Dokumentasi Pribadi |
Tahun dua ribu dua satu memang
tidak menjadi tahun yang banyak mengundang tawa dan senyum, justru dominan
sesak dan patahnya yang aku rasa. Tahun yang mempertemukan aku pada kehilangan
dan memaksaku untuk berkenalan lebih dalam dengan ikhlas, ridha, dan melepaskan, tahun yang menuntun untuk melapangkan
hati lebih gila lagi dari sebelumnya. Tahun yang tidak hanya banyak turun hujan
di luar jendala, tapi juga di pelupuk mata. Tahun lalu di tanggal yang sama,
aku merayakan malam yang hujan sendirian dengan
pikiran yang lebih dari berantakan dan perasaan yang lebih dari patah hati tak karuan. Dari
mulai kehilangan rasa percaya kepada orang-orang yang awalnya paling dipercaya dan paling bisa diandalkan, kehilangan kepercayaan diri
untuk melangkah, kehilangan harapan karena berkali-kali dikecewakan, gagal
meraih mimpi meski rasanya sudah jungkir balik berjuang, gagal memenuhi ekspektasi diri dan orang-orang di sekitar, trauma
mendalam karena abusive experience dari tempat bekerja, hingga kehilangan orang
yang diekspektasikan akan menemani hingga akhir.

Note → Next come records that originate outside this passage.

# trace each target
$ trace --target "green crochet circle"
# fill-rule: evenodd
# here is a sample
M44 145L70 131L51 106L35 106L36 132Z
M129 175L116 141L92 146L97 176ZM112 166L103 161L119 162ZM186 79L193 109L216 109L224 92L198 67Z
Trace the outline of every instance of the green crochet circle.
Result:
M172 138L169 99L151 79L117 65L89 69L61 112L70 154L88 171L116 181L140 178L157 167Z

Aku memutuskan untuk rehat dari hampir semua hal yang aku lakukan sebelumnya; pekerjaan, relasi, dan mengisolasi diri dari dunia luar untuk sementara waktu. Bulan ke-5 aku kembali ke rumah, mendapati ada terlalu banyak borok bernanah yang tumbuh dimana-mana. Rumah selalu jadi tempat untuk aku bisa beristirahat, meletakkan sejenak semua beban di pundak, dan menenggelamkan sejenak semua hal yang riuh ricuh di kepala, tapi tidak untuk saat itu.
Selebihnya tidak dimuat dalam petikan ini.